Companies navigating this landscape will win by building trial designs that simultaneously satisfy regulatory, clinical and commercial objectives – and that integrate patient and family perspectives early in trial design (Confidence Research, 2024) – not by choosing one priority over others.
References
Confidence Research. (2024). The role of patient organizations in rare disease trials. Retrieved January 13, 2026, from https://confidenceresearch.com/the-role-of-patient-organizations-in-rare-disease-trials/
Domike, R., Raju, G. K., Sullivan, J., & Kennedy, A. (2024). Expediting treatments in the 21st century: Orphan drugs and accelerated approvals. Orphanet Journal of Rare Diseases, 19(1), 418.
Jahanshahi, M., et al. (2021). The use of external controls in FDA regulatory decision making. Therapeutic Innovation & Regulatory Science, 55(5), 1019–1035.
Jommi, C., Bonfanti, M., & et al. (2025). Pivotal studies for drugs about to be launched for rare diseases: Will they better support health technology assessment and market access than in the past? Journal of Market Access & Health Policy, 13(3), 37.
Pizzamiglio, C., et al. (2022). Designing clinical trials for rare diseases: What have we learnt? Pharmaceutical Medicine, 36, 121–136.
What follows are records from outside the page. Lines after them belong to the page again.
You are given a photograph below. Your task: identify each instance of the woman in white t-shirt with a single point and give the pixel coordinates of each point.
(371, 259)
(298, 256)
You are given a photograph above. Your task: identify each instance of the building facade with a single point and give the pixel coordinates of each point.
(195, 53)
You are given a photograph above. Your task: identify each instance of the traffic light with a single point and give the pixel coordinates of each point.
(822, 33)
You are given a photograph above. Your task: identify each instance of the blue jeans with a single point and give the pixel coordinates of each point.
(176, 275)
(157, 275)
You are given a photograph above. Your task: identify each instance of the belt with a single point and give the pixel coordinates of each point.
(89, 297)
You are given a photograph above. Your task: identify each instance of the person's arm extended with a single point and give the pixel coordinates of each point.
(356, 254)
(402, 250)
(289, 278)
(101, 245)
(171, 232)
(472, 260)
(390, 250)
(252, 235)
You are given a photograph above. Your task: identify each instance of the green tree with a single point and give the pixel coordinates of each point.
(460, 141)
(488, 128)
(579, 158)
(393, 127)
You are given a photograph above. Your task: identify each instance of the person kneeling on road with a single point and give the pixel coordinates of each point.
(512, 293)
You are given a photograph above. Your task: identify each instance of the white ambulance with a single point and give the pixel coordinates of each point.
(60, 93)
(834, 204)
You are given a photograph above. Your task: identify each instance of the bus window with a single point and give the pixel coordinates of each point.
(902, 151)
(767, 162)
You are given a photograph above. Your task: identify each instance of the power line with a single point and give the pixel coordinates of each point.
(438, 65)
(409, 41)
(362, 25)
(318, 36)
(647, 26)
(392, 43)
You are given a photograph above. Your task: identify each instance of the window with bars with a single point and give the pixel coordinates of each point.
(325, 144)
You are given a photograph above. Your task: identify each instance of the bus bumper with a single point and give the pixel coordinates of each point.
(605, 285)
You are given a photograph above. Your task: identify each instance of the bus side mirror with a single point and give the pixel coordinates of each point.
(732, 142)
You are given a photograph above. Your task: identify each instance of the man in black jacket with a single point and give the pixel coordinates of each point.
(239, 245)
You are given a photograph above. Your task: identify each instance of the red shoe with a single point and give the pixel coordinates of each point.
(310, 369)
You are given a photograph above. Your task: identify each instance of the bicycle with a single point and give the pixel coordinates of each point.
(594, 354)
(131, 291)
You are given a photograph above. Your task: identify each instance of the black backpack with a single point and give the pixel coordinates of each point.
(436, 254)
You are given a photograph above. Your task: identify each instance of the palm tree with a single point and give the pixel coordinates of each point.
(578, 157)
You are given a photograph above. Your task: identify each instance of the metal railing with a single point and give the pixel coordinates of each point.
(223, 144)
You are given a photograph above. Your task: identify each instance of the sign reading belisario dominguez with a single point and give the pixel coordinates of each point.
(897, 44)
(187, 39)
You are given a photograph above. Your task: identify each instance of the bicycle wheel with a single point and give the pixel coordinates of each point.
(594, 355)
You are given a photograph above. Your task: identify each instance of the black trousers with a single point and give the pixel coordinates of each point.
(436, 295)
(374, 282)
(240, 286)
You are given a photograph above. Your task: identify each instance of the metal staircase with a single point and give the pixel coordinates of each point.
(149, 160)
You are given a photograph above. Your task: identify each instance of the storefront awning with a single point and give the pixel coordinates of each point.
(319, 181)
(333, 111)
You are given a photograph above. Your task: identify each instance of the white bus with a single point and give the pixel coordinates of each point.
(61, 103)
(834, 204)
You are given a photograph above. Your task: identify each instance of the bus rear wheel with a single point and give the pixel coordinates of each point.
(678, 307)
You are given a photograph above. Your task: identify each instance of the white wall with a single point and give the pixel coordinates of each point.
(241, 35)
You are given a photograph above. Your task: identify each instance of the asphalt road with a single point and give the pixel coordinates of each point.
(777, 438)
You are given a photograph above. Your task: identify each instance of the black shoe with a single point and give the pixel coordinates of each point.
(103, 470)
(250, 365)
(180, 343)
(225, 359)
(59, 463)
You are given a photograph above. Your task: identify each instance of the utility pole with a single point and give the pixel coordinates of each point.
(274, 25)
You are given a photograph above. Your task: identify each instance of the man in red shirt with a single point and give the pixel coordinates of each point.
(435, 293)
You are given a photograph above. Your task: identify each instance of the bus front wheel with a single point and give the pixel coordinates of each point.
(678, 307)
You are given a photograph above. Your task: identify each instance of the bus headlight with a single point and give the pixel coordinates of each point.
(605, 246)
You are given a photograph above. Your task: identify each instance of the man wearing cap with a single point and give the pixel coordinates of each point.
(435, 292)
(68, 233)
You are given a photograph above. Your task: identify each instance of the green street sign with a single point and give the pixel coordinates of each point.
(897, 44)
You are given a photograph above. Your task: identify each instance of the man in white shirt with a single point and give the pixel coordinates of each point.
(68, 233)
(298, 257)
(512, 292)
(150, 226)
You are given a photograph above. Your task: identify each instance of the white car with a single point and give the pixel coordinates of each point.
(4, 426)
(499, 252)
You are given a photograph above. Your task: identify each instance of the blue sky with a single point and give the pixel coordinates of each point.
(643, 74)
U.S. Food and Drug Administration. (2023, March). Considerations for the design and conduct of externally controlled trials for drug and biological products: Draft guidance. https://www.fda.gov/media/164960/download
U.S. Food and Drug Administration. (2023). Fast track breakthrough therapy, accelerated approval, priority review. https://www.fda.gov/patients/fast-track-breakthrough-therapy-accelerated-approval-priority-review
Young, K. E., et al. (2017). A comparative study of orphan drug prices in Europe. Health Policy, 121(10), 1050–1058.